Application of M-NiFe-LDH

When applying the layered double hydroxide to one surface of the nickel metal, an aqueous solution containing the layered double hydroxide and water can be applied.

Further, a Nafion solution can be added to the layered double hydroxide and then applied.

Here, since Nafion is dispersed and applied together with the catalyst, it can function as a binder to prevent detachment of the catalyst during the reaction. As the Nafion solution, one having a Nafion content of 5 to 10 wt. % relative to the total amount (100 wt. %) can be used.

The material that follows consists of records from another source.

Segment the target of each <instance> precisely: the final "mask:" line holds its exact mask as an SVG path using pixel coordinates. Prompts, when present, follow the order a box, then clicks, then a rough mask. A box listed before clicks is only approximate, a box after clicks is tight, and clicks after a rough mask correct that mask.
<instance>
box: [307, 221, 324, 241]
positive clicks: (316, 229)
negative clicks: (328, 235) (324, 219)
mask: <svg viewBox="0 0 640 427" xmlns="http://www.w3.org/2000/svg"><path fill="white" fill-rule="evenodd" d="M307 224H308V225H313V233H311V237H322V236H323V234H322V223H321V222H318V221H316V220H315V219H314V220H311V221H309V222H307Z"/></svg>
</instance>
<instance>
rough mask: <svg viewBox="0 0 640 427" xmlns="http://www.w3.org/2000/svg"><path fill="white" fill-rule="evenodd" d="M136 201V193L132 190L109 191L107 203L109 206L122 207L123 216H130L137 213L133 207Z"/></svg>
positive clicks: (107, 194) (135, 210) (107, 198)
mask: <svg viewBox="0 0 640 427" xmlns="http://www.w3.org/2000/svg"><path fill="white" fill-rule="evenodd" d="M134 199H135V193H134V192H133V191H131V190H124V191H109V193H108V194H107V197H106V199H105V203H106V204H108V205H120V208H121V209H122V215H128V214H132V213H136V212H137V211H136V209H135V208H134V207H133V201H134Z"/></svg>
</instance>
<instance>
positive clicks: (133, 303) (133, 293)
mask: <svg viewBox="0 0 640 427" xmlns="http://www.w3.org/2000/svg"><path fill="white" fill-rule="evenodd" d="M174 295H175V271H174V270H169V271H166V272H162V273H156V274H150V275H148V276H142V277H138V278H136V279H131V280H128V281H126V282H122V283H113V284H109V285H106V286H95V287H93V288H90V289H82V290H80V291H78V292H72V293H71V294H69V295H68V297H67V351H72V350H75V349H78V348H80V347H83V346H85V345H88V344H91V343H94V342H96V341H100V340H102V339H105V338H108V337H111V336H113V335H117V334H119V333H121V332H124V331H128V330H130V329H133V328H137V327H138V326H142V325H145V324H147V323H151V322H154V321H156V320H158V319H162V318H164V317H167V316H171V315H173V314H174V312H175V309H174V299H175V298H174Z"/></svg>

When applying the layered double hydroxide, a spray drying method can be used.

Further, when applying the layered double hydroxide, the nickel metal may be disposed on a hot plate at 70 to 90° C.

When using the spray drying, it may be advantageous for evenly applying the catalyst. At this time, when the temperature of the nickel metal is within the above range, the evaporation rate of the solvent can be well controlled so that the catalyst can be evenly applied.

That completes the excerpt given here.